Mary Regula's speech was the "kick-off" event for National Women's History Month, being celebrated on the campus during the month of March. As founder of the National First Ladies' Library, located in the home of Ida Saxton McKinley, Regula spoke about how she became involved in preserving the history of America's First Ladies. The idea came about through the frustration she encountered while trying to research First Ladies. Realizing the lack of resources available to her, she began to conceptualize the National First Ladies' Library.
Speaking about the void in history, Regula said, "It is getting better. Some colleges offer "Women's Studies." I don't want "Women's Studies!" Women in history should be folded into the history of our entire nation."
Mary Regula, and her husband, US Representative Ralph Regula, are both graduates of Mount Union. Regula said that when she was asked to give the address at a Mount Union commencement, she recalled two things. "One was that I did not remember who the commencement speaker was at my graduation. The second was -- it was not a woman!"

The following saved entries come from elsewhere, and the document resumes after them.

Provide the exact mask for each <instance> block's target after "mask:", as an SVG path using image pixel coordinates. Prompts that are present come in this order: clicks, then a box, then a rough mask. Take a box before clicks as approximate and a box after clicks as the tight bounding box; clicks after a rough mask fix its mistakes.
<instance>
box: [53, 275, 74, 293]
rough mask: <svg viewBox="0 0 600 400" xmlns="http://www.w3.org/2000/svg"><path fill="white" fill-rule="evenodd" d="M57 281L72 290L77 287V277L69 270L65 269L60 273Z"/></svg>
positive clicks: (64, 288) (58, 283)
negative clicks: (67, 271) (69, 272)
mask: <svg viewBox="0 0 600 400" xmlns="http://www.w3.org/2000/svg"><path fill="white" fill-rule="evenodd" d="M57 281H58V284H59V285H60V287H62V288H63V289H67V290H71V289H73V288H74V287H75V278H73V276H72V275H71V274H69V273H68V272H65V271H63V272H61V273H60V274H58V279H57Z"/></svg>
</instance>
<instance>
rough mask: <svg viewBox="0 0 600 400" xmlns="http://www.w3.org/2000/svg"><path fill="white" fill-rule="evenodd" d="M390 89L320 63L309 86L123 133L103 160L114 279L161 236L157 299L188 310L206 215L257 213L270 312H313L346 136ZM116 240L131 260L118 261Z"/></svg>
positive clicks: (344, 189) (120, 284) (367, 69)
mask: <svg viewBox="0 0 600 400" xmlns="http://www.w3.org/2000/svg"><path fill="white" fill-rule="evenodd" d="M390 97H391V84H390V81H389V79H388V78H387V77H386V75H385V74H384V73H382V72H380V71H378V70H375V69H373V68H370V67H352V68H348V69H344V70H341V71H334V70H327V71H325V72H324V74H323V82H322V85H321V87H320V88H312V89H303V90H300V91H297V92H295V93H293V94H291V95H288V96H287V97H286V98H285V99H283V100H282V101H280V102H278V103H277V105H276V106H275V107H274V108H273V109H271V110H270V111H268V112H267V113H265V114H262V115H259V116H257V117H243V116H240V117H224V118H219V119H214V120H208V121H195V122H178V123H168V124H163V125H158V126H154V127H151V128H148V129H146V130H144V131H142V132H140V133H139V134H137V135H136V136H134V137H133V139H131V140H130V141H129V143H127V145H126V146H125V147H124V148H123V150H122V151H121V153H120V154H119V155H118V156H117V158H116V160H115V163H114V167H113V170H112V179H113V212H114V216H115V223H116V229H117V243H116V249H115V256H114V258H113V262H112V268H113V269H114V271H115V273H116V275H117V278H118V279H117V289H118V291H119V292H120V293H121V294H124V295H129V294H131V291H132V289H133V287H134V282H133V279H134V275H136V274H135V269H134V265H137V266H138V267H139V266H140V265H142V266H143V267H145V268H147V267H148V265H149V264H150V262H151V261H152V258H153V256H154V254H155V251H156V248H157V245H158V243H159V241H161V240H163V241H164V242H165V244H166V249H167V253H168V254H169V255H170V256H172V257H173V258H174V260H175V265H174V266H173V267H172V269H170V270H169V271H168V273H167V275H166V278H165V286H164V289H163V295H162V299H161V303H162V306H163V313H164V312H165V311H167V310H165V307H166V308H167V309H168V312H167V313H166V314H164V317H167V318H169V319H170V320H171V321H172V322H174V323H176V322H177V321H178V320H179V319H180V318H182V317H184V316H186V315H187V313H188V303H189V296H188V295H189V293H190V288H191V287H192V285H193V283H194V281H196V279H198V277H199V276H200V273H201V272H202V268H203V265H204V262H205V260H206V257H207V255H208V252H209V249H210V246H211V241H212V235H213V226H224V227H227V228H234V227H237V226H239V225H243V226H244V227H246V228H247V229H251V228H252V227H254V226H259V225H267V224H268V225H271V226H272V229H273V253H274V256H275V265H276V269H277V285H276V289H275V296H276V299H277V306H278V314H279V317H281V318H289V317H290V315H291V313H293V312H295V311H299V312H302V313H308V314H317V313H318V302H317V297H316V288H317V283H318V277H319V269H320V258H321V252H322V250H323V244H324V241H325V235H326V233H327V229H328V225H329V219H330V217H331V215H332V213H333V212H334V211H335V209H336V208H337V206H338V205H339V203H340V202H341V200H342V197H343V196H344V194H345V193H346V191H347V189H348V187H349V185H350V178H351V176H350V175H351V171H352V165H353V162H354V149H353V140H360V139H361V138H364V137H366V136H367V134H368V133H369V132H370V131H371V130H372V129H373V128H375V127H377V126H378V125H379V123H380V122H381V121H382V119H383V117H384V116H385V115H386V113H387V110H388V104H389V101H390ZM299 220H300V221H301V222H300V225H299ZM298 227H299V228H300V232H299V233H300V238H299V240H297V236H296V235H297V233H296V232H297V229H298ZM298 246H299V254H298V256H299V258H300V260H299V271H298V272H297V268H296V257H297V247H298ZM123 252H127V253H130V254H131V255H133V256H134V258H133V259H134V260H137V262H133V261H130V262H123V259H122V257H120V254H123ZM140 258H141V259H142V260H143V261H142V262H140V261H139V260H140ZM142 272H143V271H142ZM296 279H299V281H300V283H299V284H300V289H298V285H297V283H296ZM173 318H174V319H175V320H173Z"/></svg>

Regula related various anecdotes about First Ladies, both the former and present. She said that Martha Washington was called "Lady Washington" by her countrymen, who revered her. She said Martha Washington realized that with this adoration, she had lost her cherished privacy.

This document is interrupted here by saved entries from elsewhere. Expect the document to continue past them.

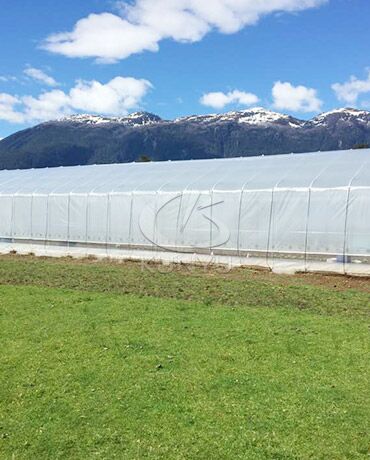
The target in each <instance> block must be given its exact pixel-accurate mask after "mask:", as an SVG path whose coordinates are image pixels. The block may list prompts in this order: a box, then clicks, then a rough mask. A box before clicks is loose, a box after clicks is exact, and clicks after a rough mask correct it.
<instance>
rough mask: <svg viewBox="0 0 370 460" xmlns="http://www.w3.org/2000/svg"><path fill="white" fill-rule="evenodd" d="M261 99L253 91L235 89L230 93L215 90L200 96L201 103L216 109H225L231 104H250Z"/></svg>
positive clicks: (239, 104) (228, 92) (246, 105)
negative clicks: (234, 89) (248, 92)
mask: <svg viewBox="0 0 370 460" xmlns="http://www.w3.org/2000/svg"><path fill="white" fill-rule="evenodd" d="M258 101H259V99H258V97H257V96H256V95H255V94H253V93H246V92H244V91H239V90H234V91H229V92H228V93H222V92H214V93H207V94H203V96H202V97H201V98H200V103H201V104H203V105H206V106H208V107H212V108H214V109H223V108H224V107H225V106H226V105H229V104H239V105H244V106H249V105H253V104H256V103H257V102H258Z"/></svg>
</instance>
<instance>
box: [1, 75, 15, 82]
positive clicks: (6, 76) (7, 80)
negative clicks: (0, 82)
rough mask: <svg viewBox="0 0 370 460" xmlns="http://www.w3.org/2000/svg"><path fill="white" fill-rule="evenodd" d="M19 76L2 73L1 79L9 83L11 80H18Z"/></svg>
mask: <svg viewBox="0 0 370 460" xmlns="http://www.w3.org/2000/svg"><path fill="white" fill-rule="evenodd" d="M17 80H18V78H17V77H13V76H12V75H0V81H1V82H3V83H8V82H11V81H17Z"/></svg>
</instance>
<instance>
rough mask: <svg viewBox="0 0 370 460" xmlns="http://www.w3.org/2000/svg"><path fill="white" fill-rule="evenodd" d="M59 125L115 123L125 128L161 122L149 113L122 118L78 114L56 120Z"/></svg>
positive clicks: (98, 115)
mask: <svg viewBox="0 0 370 460" xmlns="http://www.w3.org/2000/svg"><path fill="white" fill-rule="evenodd" d="M57 121H59V122H61V123H85V124H87V125H100V124H102V123H117V124H121V125H125V126H132V127H135V126H143V125H152V124H154V123H158V122H160V121H162V119H161V117H159V116H158V115H154V114H153V113H149V112H134V113H131V114H130V115H126V116H123V117H104V116H100V115H91V114H78V115H71V116H69V117H63V118H61V119H59V120H57Z"/></svg>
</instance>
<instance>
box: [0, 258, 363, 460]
mask: <svg viewBox="0 0 370 460" xmlns="http://www.w3.org/2000/svg"><path fill="white" fill-rule="evenodd" d="M158 270H159V268H158V267H155V266H150V267H146V268H144V269H143V268H142V267H141V266H140V264H134V263H126V264H117V263H108V262H94V261H88V260H86V261H79V262H77V261H71V260H66V259H64V260H51V259H36V258H34V257H18V256H12V257H10V256H6V257H0V458H1V459H65V458H68V459H69V458H71V459H91V458H102V459H111V458H119V459H144V458H149V459H159V458H161V459H212V460H213V459H325V460H326V459H357V458H358V459H365V458H369V456H370V433H369V427H370V383H369V382H370V364H369V363H370V282H369V280H351V279H347V278H340V277H319V276H309V275H307V276H303V275H302V276H296V277H283V276H276V275H272V274H269V273H259V272H255V271H253V270H246V269H244V270H235V271H233V272H230V273H222V272H221V273H218V272H217V271H209V270H208V271H205V270H202V269H201V268H198V269H193V270H191V271H189V270H188V269H186V268H181V269H178V270H175V271H173V272H168V273H160V272H159V271H158ZM160 270H161V271H162V272H163V271H169V270H167V269H165V267H161V268H160Z"/></svg>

"She made sure that historians would never know of the relationship she had with her husband. After his death, she destroyed every letter that had ever passed between them," said Regula.
She said that for much of our country's history, the First Lady has been seen in the role of gracious hostess, but that there were many First Ladies who had partnerships with their husbands did not fit that mold. She mentioned that Abigail Adams was a constitutional scholar who urged her husband "not to forget the ladies." "Of course, they did forget them," said Regula. "But Hillary (Rodham Clinton) and Eleanor (Roosevelt) were not the only First Ladies to have their own careers and interests."
Regula said that Hillary Rodham Clinton has "broken a barrier" by becoming a senator.
"I know that there are a lot of strong feelings about President Bill Clinton's time in office," said Regula. "But I would not have been able to take this project where it has gone without Hillary in the White House. I am the wife of a Republican representative but she took the time to talk to me about the First Ladies' Library and became the first honorary chair."
Regula stressed that the National First Ladies' Library, which is a National Historic Site, is not a museum, but a "research facility," intended to serve as a national resource for everyone from school children to serious scholars. As a national archive devoted to educating people about America's First Ladies, the Library will fill an informational void by serving as an educational facility and as an electronic virtual library.
She said that First Lady Laura Bush calls libraries "the palace of the people." Bush is the second librarian to become First Lady. The first librarian First Lady was Abigail Fillmore, who put the first library in the White House.
"The Presidents kept taking the books with them when they left office, and Jackie Kennedy was the First Lady who restored the library in the White House," said Regula.
Regula is currently working to establish the "First Ladies' Library Research and Education Center," also in Canton, in a historic 1895 building, given to her by a descendant of Ida McKinley.
"Even the Smithsonian has finally realized that a First Lady cannot be judged by one gown she wore to a single event, and has provided a list of accomplishments to their display," said Regula. "This is the most powerful non-elected female in the world. It should not be frustrating to do research on these individuals. The National First Ladies' Library has been named a National Historic Site. The best part of that is, even after those who are presently involved are gone, this site will still be maintained for future generations."